Executive Director

Born and raised in Northern California, Rachel migrated east to attend Princeton University, where she earned her bachelor’s degree in History. After college, she moved to New York City and had a brief stint as a teacher at a Catholic girls school in Harlem before she ventured into the world of documentary filmmaking. Her work on a film about the first charter high school in Silicon Valley changed her career trajectory and inspired her commitment to education advocacy. Motivated in part by witnessing the legal hurdles and political battles that the film’s charter school had to overcome just to open its doors, Rachel decided to head to law school.

She earned her J.D. from Fordham University School of Law. After practicing as a litigator for several years in the private sector, Rachel found her way back to education when she became Assistant General Counsel for Success Academy Charter Schools in New York City.

Rachel lives in Pittsburgh with her husband and their two sons.

I Aspire To Be Like My Grandmother. Here’s Why:

My grandmother’s story is one of grit, resilience and ultimately, optimism. As a Hungarian Jew living in Budapest during World War II, she witnessed most of her family being taken away to concentration camps, including her mother, brother and husband. At the time, she was only 22 years old, living in hiding with her two-year-old daughter. After the war ended, her husband returned home, but most of her family had perished in the camps. In 1956, after years of living under an oppressive communist regime, my grandmother and her family escaped from Hungary and immigrated to New York City. For my grandmother, there was no turning back, no longing for the old country. She was in America and was going to take advantage of everything it had to offer. Now, at age 92, she will tell you how much she loves America. For her, it was a country that accepted her with open arms, where she and her husband found jobs and thrived and where her daughter received a good education and went on to college. Her America is the America that everyone wants to believe in–an America in which one’s beginnings do not determine destiny, an America in which hard work and perseverance translate into social mobility. Her story inspires me to fight for an America like hers–one in which every child, no matter where they come from, has the opportunity to succeed and thrive.

Why I Love My Job:

Working as counsel for a charter school helped me understand the profound effects that state and local policy has on our schools and, ultimately, our children. At 50CAN, I have the opportunity to work with a really smart group of people who are deeply committed to figuring out and fighting for the policies that help ensure that every student has access to a great public school.

My Connection To Public Schools:

When I was producing a film about a charter school, I got to know many of the parents of the students attending the school. Almost all of them were immigrants from Mexico who had moved to the United States with the belief that American public schools were going to provide a path to prosperity for their children. However, what they encountered was something entirely different–namely, a public school system that was failing to serve low-income Latino students and that was preparing virtually none of them for college. Chronicling the lives of these families who felt so forsaken by the public school system continues to have a profound impact on the work that I do.

What I’m Bad At:

Despite my childhood dream to star in musicals, I am a really terrible singer.
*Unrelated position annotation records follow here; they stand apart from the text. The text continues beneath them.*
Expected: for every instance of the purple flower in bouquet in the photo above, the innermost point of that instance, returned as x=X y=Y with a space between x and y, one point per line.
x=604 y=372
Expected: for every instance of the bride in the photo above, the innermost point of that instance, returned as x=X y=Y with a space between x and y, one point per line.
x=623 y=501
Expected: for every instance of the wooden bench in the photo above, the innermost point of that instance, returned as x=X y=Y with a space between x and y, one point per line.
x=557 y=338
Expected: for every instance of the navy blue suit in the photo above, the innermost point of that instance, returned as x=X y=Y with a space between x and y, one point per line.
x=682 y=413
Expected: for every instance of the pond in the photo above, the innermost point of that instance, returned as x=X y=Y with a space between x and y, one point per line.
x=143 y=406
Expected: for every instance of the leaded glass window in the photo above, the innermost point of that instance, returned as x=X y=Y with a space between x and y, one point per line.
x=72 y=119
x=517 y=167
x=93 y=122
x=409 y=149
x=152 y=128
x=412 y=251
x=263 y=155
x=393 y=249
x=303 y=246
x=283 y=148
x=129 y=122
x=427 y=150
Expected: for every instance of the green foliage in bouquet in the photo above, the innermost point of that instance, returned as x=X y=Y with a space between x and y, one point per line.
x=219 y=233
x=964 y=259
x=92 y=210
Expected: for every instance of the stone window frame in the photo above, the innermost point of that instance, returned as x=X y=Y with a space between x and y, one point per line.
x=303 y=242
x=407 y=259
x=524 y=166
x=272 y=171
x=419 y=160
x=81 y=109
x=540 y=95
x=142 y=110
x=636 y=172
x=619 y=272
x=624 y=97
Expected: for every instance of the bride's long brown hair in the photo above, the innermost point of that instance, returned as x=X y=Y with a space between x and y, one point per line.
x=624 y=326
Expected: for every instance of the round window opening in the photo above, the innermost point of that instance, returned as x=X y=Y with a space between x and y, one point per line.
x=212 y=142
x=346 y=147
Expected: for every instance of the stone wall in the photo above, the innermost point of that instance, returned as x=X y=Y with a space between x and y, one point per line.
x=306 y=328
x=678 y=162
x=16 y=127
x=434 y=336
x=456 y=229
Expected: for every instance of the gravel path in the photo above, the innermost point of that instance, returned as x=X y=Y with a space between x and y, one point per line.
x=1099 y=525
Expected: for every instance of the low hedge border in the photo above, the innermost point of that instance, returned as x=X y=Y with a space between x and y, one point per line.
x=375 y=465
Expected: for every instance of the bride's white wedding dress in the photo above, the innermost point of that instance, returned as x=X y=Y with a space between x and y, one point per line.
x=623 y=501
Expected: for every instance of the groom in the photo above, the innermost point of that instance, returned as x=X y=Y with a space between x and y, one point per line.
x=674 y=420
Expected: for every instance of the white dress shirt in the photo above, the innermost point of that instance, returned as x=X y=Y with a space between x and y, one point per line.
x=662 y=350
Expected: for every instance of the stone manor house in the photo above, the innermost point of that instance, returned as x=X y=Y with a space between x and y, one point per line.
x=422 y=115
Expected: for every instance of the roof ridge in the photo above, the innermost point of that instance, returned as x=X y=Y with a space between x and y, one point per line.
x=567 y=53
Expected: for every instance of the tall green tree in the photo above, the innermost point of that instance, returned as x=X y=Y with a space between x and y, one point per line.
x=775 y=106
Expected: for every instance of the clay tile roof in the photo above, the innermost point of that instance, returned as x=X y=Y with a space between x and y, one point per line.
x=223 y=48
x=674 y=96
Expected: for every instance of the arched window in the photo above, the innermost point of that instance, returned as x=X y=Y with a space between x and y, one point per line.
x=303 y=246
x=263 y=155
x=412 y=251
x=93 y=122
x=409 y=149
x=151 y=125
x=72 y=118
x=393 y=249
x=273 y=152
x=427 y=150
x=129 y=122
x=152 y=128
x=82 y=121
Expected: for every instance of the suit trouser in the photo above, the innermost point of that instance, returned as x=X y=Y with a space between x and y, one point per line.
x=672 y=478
My kids tell me I have a good voice, but I’m well aware that I am going to lose that captive audience in a few years as they get older and become a bit more discerning.

The Image That Represents Why I Work At PennCAN:

This is a still from the opening sequence of the trailer for These Four Years, the film I worked on about the first charter high school in Silicon Valley. I just viewed the trailer for the first time in many years, and as I watched it, I was struck by how little has changed in 14 years. While we have certainly made some progress, we still have an education system with an inexcusable achievement gap and too many students without good school options. In the trailer, one of the parents says, “We are going to make history in California.” I work at 50CAN because I want to live in a society in which providing all students, regardless of their background, with a high-quality education is not a “history-making” event, but something we can all take for granted.